Many more Géricault portraits here.

(Image: La Monomane de l’envie, Jean-Louis André Théodore Géricault, c. 1822, via Wikimedia Commons)

In Search Of Universal Truths

Kevin Hartnett traces a line from today’s massive open online courses (MOOCs) controversies to the dawn of education by textbook:

Before textbooks, learning typically happened through the dialogic method—exchanges between students and professors. But beginning in the 18th-century, scholars began redacting blocks of information into standardized books that laid out content in logical, easily digestible fashion. The goal of the textbook, according to one 18th-century French pedagogue, was to “make all truths universally familiar, and spare [ourselves] any useless effort in learning.”

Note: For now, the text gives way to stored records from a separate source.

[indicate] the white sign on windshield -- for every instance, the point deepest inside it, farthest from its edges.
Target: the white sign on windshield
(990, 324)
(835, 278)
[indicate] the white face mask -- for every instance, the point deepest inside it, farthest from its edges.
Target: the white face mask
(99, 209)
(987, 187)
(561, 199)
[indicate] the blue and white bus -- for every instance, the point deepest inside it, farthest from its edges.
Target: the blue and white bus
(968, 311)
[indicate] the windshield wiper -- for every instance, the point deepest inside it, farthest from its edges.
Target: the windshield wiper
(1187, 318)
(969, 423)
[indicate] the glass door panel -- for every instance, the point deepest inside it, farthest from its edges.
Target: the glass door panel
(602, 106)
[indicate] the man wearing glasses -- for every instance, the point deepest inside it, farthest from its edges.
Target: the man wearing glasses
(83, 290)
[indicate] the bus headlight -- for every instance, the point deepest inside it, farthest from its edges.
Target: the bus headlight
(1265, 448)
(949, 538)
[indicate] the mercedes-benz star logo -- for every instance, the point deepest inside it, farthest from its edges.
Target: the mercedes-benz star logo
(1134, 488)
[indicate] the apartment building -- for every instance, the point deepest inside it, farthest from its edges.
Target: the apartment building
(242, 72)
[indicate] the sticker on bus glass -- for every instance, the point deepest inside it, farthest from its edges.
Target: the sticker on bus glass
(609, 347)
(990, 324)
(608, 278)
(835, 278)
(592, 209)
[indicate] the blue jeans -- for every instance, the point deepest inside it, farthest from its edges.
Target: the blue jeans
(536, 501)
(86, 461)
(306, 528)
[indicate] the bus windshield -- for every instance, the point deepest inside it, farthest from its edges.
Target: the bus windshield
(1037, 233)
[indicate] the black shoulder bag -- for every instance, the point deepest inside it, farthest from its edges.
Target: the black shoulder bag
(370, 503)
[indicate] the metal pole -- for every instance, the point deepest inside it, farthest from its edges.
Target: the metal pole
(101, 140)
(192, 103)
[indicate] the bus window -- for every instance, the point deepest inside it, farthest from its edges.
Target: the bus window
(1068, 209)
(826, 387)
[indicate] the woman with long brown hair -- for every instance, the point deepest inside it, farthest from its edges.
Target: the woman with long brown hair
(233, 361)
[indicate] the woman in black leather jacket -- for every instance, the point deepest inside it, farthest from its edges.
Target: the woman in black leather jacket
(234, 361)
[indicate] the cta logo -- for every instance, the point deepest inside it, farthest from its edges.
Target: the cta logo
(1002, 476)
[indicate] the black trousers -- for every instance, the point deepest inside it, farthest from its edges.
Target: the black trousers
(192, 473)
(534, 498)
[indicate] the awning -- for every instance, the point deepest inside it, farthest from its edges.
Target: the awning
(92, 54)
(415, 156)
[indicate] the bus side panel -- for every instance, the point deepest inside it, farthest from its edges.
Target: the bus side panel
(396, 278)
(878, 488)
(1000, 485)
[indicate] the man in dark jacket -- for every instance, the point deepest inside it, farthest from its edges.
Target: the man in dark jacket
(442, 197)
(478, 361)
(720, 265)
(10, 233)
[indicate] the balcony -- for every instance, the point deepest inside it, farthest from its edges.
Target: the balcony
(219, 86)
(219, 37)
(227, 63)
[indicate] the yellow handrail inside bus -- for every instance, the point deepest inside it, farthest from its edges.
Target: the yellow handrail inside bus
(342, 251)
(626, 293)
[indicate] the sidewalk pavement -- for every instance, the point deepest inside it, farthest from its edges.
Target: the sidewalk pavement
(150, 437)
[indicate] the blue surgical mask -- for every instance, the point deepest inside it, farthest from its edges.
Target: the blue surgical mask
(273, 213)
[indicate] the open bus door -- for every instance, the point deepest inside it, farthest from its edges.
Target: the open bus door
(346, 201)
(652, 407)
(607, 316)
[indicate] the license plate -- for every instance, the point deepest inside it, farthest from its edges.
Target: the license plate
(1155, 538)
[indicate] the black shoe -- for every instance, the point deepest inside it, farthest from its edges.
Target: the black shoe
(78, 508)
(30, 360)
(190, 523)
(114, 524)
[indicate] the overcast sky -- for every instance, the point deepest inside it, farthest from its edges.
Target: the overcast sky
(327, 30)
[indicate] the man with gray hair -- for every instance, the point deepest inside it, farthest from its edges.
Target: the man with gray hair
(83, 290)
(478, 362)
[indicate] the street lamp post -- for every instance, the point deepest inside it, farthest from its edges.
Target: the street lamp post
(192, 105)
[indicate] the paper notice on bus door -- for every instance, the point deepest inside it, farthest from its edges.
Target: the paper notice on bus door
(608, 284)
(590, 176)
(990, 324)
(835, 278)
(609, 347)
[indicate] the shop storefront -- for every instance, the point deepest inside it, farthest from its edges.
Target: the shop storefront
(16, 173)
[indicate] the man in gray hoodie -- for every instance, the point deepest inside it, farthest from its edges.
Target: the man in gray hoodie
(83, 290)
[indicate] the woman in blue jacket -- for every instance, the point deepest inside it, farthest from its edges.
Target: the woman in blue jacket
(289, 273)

The modern day textbook wars have taught us, of course, that one man’s universal truth can be another man’s heresy. [Scholar Hansun] Hsiung explains that these types of concerns were present with textbooks from the start. 18th-century Europeans worried about who had the authority to write textbooks and, as textbooks took hold, there was a backlash against the idea that a real education could take place through a book. In this way, textbooks spawned similar concerns to the ones we grapple with around MOOCs— that it’s dangerous to have a single, massively popular online course dominate the way a particular subject is taught, and that there’s only so much learning that can take place through a computer.

A couple weeks ago, Nathan Heller reported from inside the academy on views towards MOOCs:

To [historian Peter K. Bol], MOOCs look like a victory for open-access scholarship. “The question for us here was: How do you take what you’re teaching to a very small group and make it accessible to a large group?” Bol told me late one morning in his office, a kind of paper jungle piled with journals, manuscripts, and books. “Unless I’m writing popular books, I’m not reaching those people. I’m not telling them stuff that I’ve worked hard to try to understand.”

Others, like my ex-boyfriend Andy Conway at Princeton, are suddenly Internet stars – because they’re good at teaching. But not everyone is enthused:

In mid-April, the faculty at Amherst voted against joining a MOOC program. Two weeks ago, the philosophy department at San José State wrote an open letter of protest to Michael J. Sandel, a Harvard professor whose flagship college course, Justice, became JusticeX, a MOOC, this spring. “There is no pedagogical problem in our department that JusticeX solves,” the letter said. The philosophers worried that the course would make the San José State professor at the head of the classroom nothing more than “a glorified teaching assistant.” They wrote, “The thought of the exact same social justice course being taught in various philosophy departments across the country is downright scary.”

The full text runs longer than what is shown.